I started college and immediately got involved in Cru. Each Cru movement is different, but mine was pretty bad. They lacked leaders, so there was so much pressure to get involved. It always felt like they were draining me spiritually. They only wanted to take, never to give me time or answers to my questions.

I remember at one of my first Christmas Conferences they made us to Facebook evangelism. They REQUIRED that we contact X number of people and ask them how we could pray for them (to be fair I could have walked out, it was my decision but there was so much pressure and judgement that I just…folded).

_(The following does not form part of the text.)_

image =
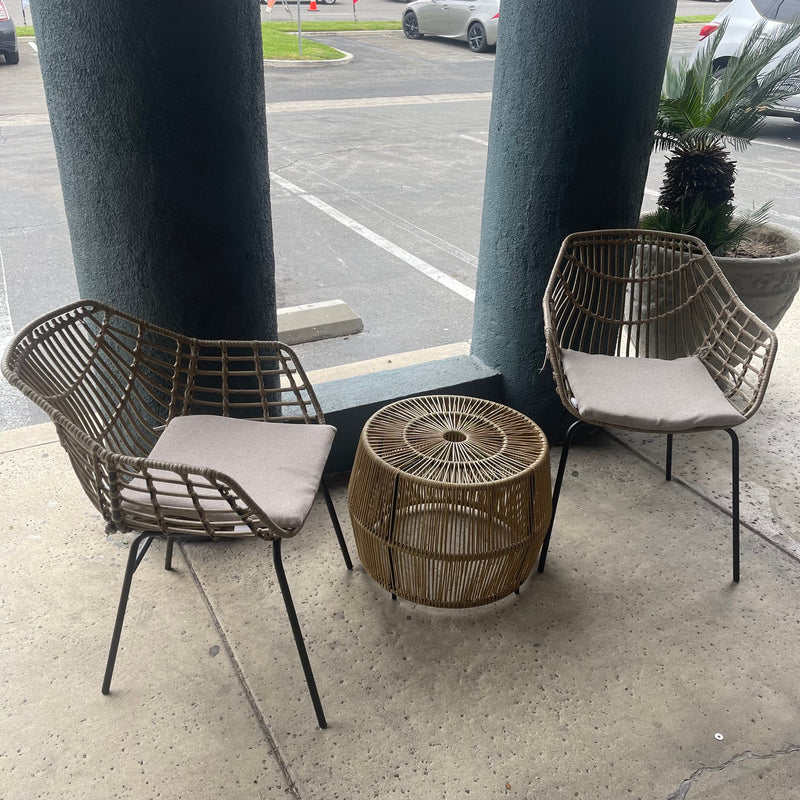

I was a freshmen so I didn’t know ANYONE on campus. I did have an old acquaintance from middle school who had recently contacted me and said they went to the same school as me. We hadn’t talked in years, but I HAD to message X people so I messaged them. We had plans to hang out sometime, and I NEVER heard from them again. I lost that friendship. I felt so upset because I didn’t feel like I had a good enough friendship with them to message them, but I was pressured to do so to fill an arbitrary goal of “messaging X people”.

I also was pressured into doing “cold” evangelism where we went up to random people on campus and asked to share the gospel with them. I DRRADED IT every week (yes we did it for 90 min every week). But I chalked up my discomfort to spiritual warfare. I TRICKED people into talking with me by using lies that Cru taught us. I would ask people to play a “game” called Soularium (u/_hooman_ mentions they did this too) when really I was just waiting to tell them about Jesus.

We also had fake “surveys” we gave out to get people talking about religion. We lied and said it was a real survey our organization was taking. But no one ever logged in the responses, it was just a bait and switch. I asked the leaders why we lied about it and didn’t actually log responses. They just made a joke about it saying no one wanted to spend the time to log in responses. I always felt bad about that. I’m sorry to all the random people I tricked into talking about God. I think the loving thing to do would be to hear someone’s story and learn from them, empathize with them, and if I believed God was the answer to help them discover that themselves.

I had some other serious problems with Cru that I don’t want to go into here because they’re super specific and identifiable.

Cru was such a bad experience for me, that when I left college I felt spiritually numb. I felt like I was struggling for air, and grasping to hold onto my faith. They played a small role in my realization that churches are broken, which lead me to question which beliefs I actually held and which I didn’t. That’s where I am now. Trying to figure out what I believe for myself. I still consider myself spiritual, but I want to find the answer whether it’s Christianity or not.”

Link: https://www.reddit.com/r/exchristian/comments/c4tpb5/im_listening_to_born_again_agains_episode_on/

InterVarsity (IV)’s new form of exclusion: age discrimination

“I just recently left IV at my University. I’m an older student nearly a decade older on average with most of the IV members and its been very hard for me to have community with it. I hung in there for two full semsters but ended up leaving durring the summer term. The staff workers were great as where the student leaders and members, but unfortuatly they mostly turned toward each other and often forgot about older students. IV unfortuanly has polices in place that bar students older than 24 from attending events, confrences or even being student leaders. The staff workers while great just said well it would just be werid to have you or another older student there. After a few times of that I grew disillusioned with the IV community (not bibical community however) and eventually when I attempted to reach out people in community either rejected it, played along with it only to dump me and other older students, or raise minor issues to the staff members making older students feel unwelcome. As a result all older students have left IV here, its rather unfortuante.”